Thank you for reading this article, which contains my notes during the learning process. I hope it will be of some help to readers. If you find any mistakes or better suggestions in the reading process, please give me feedback in time to ensure the accuracy and legibility of the content.

1 overview

A web crawler (also known as a web spider, web bot, or more commonly as a web chaser in the FOAF community) is a program or script that automatically crawls information from the World Wide Web according to certain rules.

To put it simply, crawler is a process that simulates the browser to initiate a request, and then extracts useful information from the resources (HTML, JSON, etc.) responded by the server, and then saves it.


2 Principle of crawler

Simply put, a crawler is an automated program that obtains web pages and extracts and saves information.

As can be seen from the figure above, our crawler program is actually composed of three steps:

  1. Access to web pages

    Get web page, in fact, is to simulate the browser access to obtain the source code of the web page.

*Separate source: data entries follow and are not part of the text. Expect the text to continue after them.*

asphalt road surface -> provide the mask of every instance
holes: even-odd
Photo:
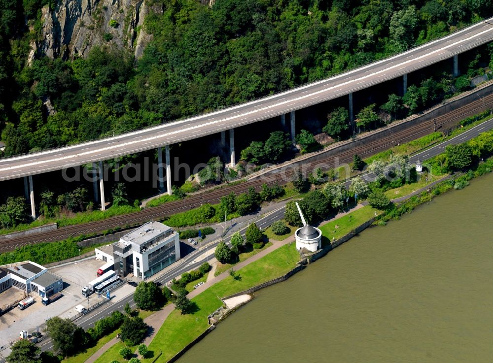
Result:
[[[0,160],[0,181],[150,150],[266,120],[395,78],[493,40],[493,18],[327,79],[185,120]]]
[[[475,126],[462,133],[444,142],[442,142],[436,146],[433,146],[427,150],[413,155],[409,158],[410,163],[416,163],[418,158],[421,159],[422,161],[429,159],[435,155],[444,152],[445,148],[447,145],[464,142],[477,136],[482,132],[492,129],[493,129],[493,118]],[[373,177],[371,174],[367,174],[364,179],[368,181],[371,181],[373,179]],[[350,182],[348,182],[346,183],[346,185],[347,187],[348,187],[350,184]],[[265,228],[271,225],[274,222],[282,219],[284,216],[284,207],[281,207],[279,209],[274,211],[258,220],[255,222],[255,223],[262,229],[265,229]],[[244,234],[246,229],[246,227],[241,230],[240,232],[242,234]],[[227,242],[229,242],[229,239],[230,237],[224,238],[224,240]],[[218,243],[218,241],[216,241],[208,245],[207,251],[210,251],[211,249],[214,249]],[[154,281],[161,282],[163,285],[165,285],[167,282],[171,281],[174,277],[180,275],[187,271],[197,268],[202,264],[209,260],[208,257],[203,257],[202,256],[204,254],[204,249],[196,250],[190,255],[185,256],[180,261],[176,263],[176,266],[175,268],[156,278]],[[93,326],[95,322],[102,318],[109,315],[113,311],[118,310],[123,312],[127,302],[129,302],[131,307],[133,308],[135,307],[135,303],[133,300],[132,295],[127,296],[118,302],[112,303],[110,301],[109,305],[105,304],[102,305],[104,307],[97,308],[79,318],[77,320],[75,321],[75,324],[84,329],[87,329]],[[39,345],[43,351],[50,350],[53,348],[53,344],[49,338],[40,342]],[[4,362],[4,360],[0,359],[0,363],[3,363]]]

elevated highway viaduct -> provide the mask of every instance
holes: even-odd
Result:
[[[3,159],[0,160],[0,181],[24,177],[26,194],[29,196],[33,217],[35,218],[32,175],[88,163],[94,163],[95,169],[101,175],[104,160],[157,148],[159,162],[162,166],[159,168],[160,187],[164,189],[166,180],[167,192],[171,194],[171,144],[217,132],[221,133],[221,142],[225,144],[225,132],[229,131],[230,162],[234,166],[235,128],[277,116],[281,116],[282,122],[285,123],[287,115],[294,142],[296,110],[349,96],[350,118],[352,121],[353,93],[401,77],[405,91],[408,73],[450,58],[454,60],[454,73],[457,75],[458,55],[492,40],[493,18],[491,18],[393,57],[254,101],[112,137]],[[161,153],[163,146],[165,148],[164,163]],[[97,179],[94,178],[96,198],[100,197],[97,193]],[[102,208],[104,209],[103,179],[99,180]]]

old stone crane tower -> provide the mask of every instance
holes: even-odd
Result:
[[[303,252],[302,250],[304,248],[311,252],[315,252],[322,247],[322,232],[318,228],[312,227],[307,224],[298,202],[296,202],[296,207],[303,223],[303,227],[298,228],[294,232],[296,249]]]

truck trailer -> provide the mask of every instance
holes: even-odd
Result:
[[[98,269],[98,272],[96,272],[96,274],[98,276],[103,276],[106,272],[107,272],[108,271],[112,269],[113,269],[113,263],[108,262],[107,264],[105,264],[103,265],[103,266],[100,267]]]
[[[22,301],[19,301],[17,303],[17,307],[20,309],[21,310],[23,310],[24,309],[27,308],[30,305],[31,305],[34,302],[34,299],[32,297],[28,297],[27,298],[24,299]]]
[[[49,305],[56,300],[58,300],[63,296],[62,293],[56,293],[51,296],[43,297],[41,300],[41,303],[43,305]]]
[[[111,271],[108,271],[107,272],[106,272],[102,276],[100,276],[98,278],[92,280],[91,282],[89,283],[82,288],[82,295],[83,295],[84,297],[87,297],[88,296],[94,292],[94,288],[100,284],[104,282],[108,279],[111,278],[116,274],[116,273],[115,271],[112,270]]]

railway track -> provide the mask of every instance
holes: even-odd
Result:
[[[446,130],[456,126],[461,120],[492,107],[493,107],[493,94],[485,96],[482,99],[474,101],[462,107],[436,117],[437,130]],[[337,158],[337,162],[339,165],[344,163],[349,164],[352,161],[354,154],[357,154],[361,157],[367,157],[387,150],[398,143],[415,139],[434,131],[434,126],[433,123],[427,121],[425,123],[414,125],[401,131],[392,133],[382,137],[378,141],[355,147],[346,151],[335,153],[328,150],[326,153],[323,153],[323,155],[327,154],[325,157],[321,158],[320,154],[317,154],[299,163],[294,161],[292,164],[301,165],[301,169],[306,174],[307,173],[312,172],[320,165],[324,165],[326,168],[334,167],[336,166],[336,158]],[[11,251],[16,247],[32,243],[58,241],[70,236],[97,233],[109,229],[138,225],[151,219],[164,219],[172,214],[196,207],[204,203],[211,204],[218,203],[221,197],[229,194],[232,192],[236,194],[239,194],[246,191],[250,187],[258,190],[264,183],[269,186],[276,184],[283,185],[288,182],[289,177],[292,174],[292,168],[289,169],[283,170],[282,172],[267,173],[246,183],[230,187],[224,187],[203,195],[195,195],[183,200],[170,202],[158,207],[144,209],[129,214],[116,216],[83,225],[62,227],[55,231],[33,234],[3,240],[0,242],[0,253]]]

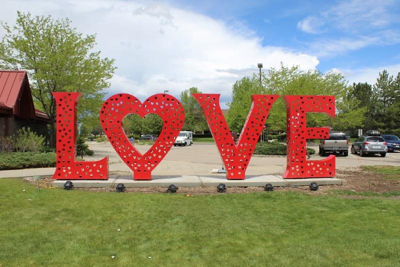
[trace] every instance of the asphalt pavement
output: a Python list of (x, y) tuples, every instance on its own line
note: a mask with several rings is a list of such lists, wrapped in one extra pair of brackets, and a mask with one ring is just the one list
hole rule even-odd
[[(108, 169), (132, 173), (108, 142), (88, 142), (89, 148), (94, 152), (92, 157), (85, 157), (85, 160), (98, 160), (108, 157)], [(144, 153), (150, 145), (136, 145), (141, 153)], [(309, 146), (318, 151), (318, 147)], [(400, 165), (400, 152), (388, 153), (384, 158), (379, 155), (360, 157), (359, 154), (344, 157), (336, 154), (336, 169), (362, 165)], [(325, 158), (314, 155), (311, 160)], [(153, 175), (209, 175), (213, 169), (220, 169), (222, 161), (214, 143), (194, 143), (192, 146), (172, 147), (164, 159), (153, 170)], [(246, 175), (281, 175), (286, 167), (286, 156), (256, 156), (252, 158), (246, 171)], [(0, 178), (52, 175), (55, 168), (40, 168), (22, 170), (0, 171)], [(224, 176), (224, 174), (216, 174)]]

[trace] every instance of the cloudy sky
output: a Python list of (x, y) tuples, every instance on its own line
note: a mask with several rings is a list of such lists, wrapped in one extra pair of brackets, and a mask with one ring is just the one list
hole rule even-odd
[[(400, 1), (1, 0), (0, 20), (16, 11), (68, 17), (118, 68), (108, 95), (142, 100), (192, 86), (231, 99), (232, 85), (264, 69), (298, 65), (374, 83), (400, 72)], [(0, 38), (4, 34), (0, 30)]]

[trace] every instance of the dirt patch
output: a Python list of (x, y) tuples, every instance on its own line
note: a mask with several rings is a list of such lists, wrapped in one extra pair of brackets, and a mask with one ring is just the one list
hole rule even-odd
[[(130, 174), (128, 173), (128, 175)], [(110, 175), (126, 175), (124, 172), (112, 172)], [(332, 190), (351, 190), (356, 192), (371, 192), (383, 193), (392, 191), (400, 191), (400, 181), (388, 180), (385, 178), (384, 175), (375, 173), (362, 169), (359, 167), (342, 168), (337, 169), (336, 177), (343, 180), (342, 185), (320, 186), (318, 191), (310, 191), (308, 186), (276, 187), (276, 191), (297, 191), (312, 195), (318, 195), (327, 194)], [(24, 180), (41, 187), (53, 187), (50, 177), (26, 177)], [(75, 190), (98, 192), (115, 191), (115, 189), (108, 188), (75, 188)], [(159, 193), (165, 192), (164, 187), (128, 188), (125, 189), (126, 192)], [(228, 187), (226, 193), (240, 194), (262, 192), (264, 188), (262, 187)], [(216, 187), (180, 187), (178, 194), (190, 195), (204, 195), (219, 194)], [(344, 197), (356, 197), (357, 196), (344, 196)], [(394, 197), (398, 200), (400, 197)]]

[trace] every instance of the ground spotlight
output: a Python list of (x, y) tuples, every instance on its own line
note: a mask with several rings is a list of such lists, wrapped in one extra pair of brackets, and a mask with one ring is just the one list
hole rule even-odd
[(318, 190), (318, 184), (315, 182), (312, 182), (310, 184), (310, 190), (312, 191), (316, 191)]
[(264, 190), (265, 191), (274, 191), (274, 186), (270, 183), (268, 183), (266, 184)]
[(174, 184), (171, 184), (168, 187), (168, 189), (166, 189), (167, 193), (176, 193), (176, 191), (179, 188), (175, 186)]
[(74, 184), (70, 181), (67, 181), (64, 184), (64, 189), (66, 190), (70, 190), (74, 188)]
[(224, 183), (220, 183), (216, 187), (216, 190), (220, 193), (224, 193), (226, 191), (226, 186)]
[(124, 192), (124, 190), (125, 190), (125, 185), (123, 183), (118, 183), (116, 185), (116, 189), (117, 192)]

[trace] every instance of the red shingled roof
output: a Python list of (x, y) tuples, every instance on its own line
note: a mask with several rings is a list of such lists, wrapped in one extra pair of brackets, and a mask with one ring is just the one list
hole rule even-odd
[(0, 113), (48, 119), (34, 108), (26, 71), (0, 71)]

Python provides many libraries to do this, such as URllib, requests, and so on.

  2. Extracting information

    Extracting information, that is, extracting useful data from the source code of a web page. Python provides many libraries to do this, such as RE, xpath, BS4, and so on.

  3. Save the data

    Saving data is the operation of persisting the useful information we extract. For example, save as TXT, JPG, etc., can also save to the database (MySQL, Redis, etc.).

    By implementing the above three steps, we have actually completed our simple crawler program. This crawler can take our place to automatically crawl some useful information.